One hundred years ago this coming Aug. 4, the day Britain declared war on Germany, socialists in the German Reichstag voted for credits to finance the war. Marxists — including Lenin, who that day was in what now is Poland — were scandalized. Marx had preached that the proletariat has no fatherland, only a transnational class loyalty to proletarians everywhere. “In 1918,” wrote Louis Fischer, Lenin’s best biographer, “patriotism and nationalism, born of the ‘subjectivism’ Lenin so disliked, were ideological crimes in Soviet Russia.”
These are history-shaping virtues in Ukraine today. Because the nation-state is the necessary framework for durable political liberty, nationalism is a necessary, although insufficient, impulse sustaining liberty. Marx, whose prophesies were perversely predictive because they were almost invariably wrong, predicted the end of nationalism. Economic forces, he said, determine political, cultural and psychological realities. So capitalism, with its borders-leaping cosmopolitanism, would dilute to the point of disappearance all emotional attachments to nations. Ukraine’s ferment is an emphatic, albeit redundant, refutation of Marxism.
The political elites who cobbled together the European Union hoped that the pooling of national sovereignties would extinguish the nationalism that, they think, ruined Europe’s 20th century. They considered the resulting “democracy deficit” — the transfer of national parliaments’ prerogatives to Brussels bureaucrats — a price well worth paying for tranquillity.
Now comes turbulent Ukraine, incandescent with nationalism and eager to preserve its sovereignty by a closer relationship with the European Union.
Ukraine’s president, Viktor Yanukovych, is resisting the popular desire for constitutionally limited government and for a national existence more independent of Russian President Vladimir Putin’s presence. Yanukovych wants to trade Ukraine’s aspirations for Putin’s billions.
Russia is ruled by a little, strutting Mussolini — the Duce, like Putin, enjoyed being photographed with his chest bare and his biceps flexed. Putin is unreconciled to the “tragedy,” as he calls it, of the Soviet Union’s demise. It was within the Soviet apparatus of oppression that he honed the skills by which he governs — censorship, corruption, brutality, oppression, assassination.

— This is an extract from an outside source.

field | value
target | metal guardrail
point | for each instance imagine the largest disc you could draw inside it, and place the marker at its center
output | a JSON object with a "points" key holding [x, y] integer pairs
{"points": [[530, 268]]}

Remember when President George W. Bush peered into Putin’s eyes and got “a sense of his soul” as someone “very straightforward and trustworthy”? Remember when Putin fed the world the fable about rushing naked from his burning dacha — the fire started when Putin was in a sauna — before the rescue of his cherished crucifix, which had belonged to his sainted mother? Ukrainians, whose hard history has immunized them against the folly of wishful thinking, see in Putin’s ferret face the cold eyes of a prison warden.
Ukraine, whose population (46 million) and size are approximately those of Spain, is a potential economic power. Russia remains what the Soviet Union was, a third-world country with first-world military technologies. Its hunter-gatherer economy — name a Russian consumer good other than vodka and caviar you might want — is based on extraction industries (oil, gas, minerals).
Putin’s contempt for Barack Obama is palpable. Russia’s robust support of Bashar al-Assad is one reason Assad has, according to the Obama administration’s director of intelligence, “strengthened” his position in the period since Obama said Assad should “step aside.” Russia has been less than helpful regarding U.S. attempts to halt Iran’s nuclear weapons program. Where, exactly, has Obama’s much-advertised but never defined “reset” of relations with Russia been fruitful?
Yet Obama seems so fixated on it that he will not risk annoying Putin by voicing full-throated support for the Ukrainian protesters. Obama participated in waging seven months of war against Libya, a nation not threatening or otherwise important to the United States. Yet Joe Biden’s Tuesday phone call to Yanukovych is, as of this writing, Obama’s strongest response to the Ukraine crisis, which matters to the political trajectory of the European continent.
Europe, which for many centuries was a cockpit for many fighting faiths, is now politically vanilla. And as a military or diplomatic power, “Europe” remains more a geographical than a political term. Still, the pull of European political culture has not lost its power. And if Europe’s historical amnesia is not complete, it should hear echoes of 1848 and 1989 in the voices of Ukrainians today.
The Soviet Union — “one of modern history’s pivotal experiments,” in the weasel words of NBC’s Olympics coverage — existed for seven miserable decades. Ukraine’s agony is a reverberation of the protracted process of cleaning up after the “experiment.” So, this is perhaps the final episode of the Cold War. Does America’s unusually loquacious 44th president remember how the words of the 40th — “Tear down this wall!” — helped to win it?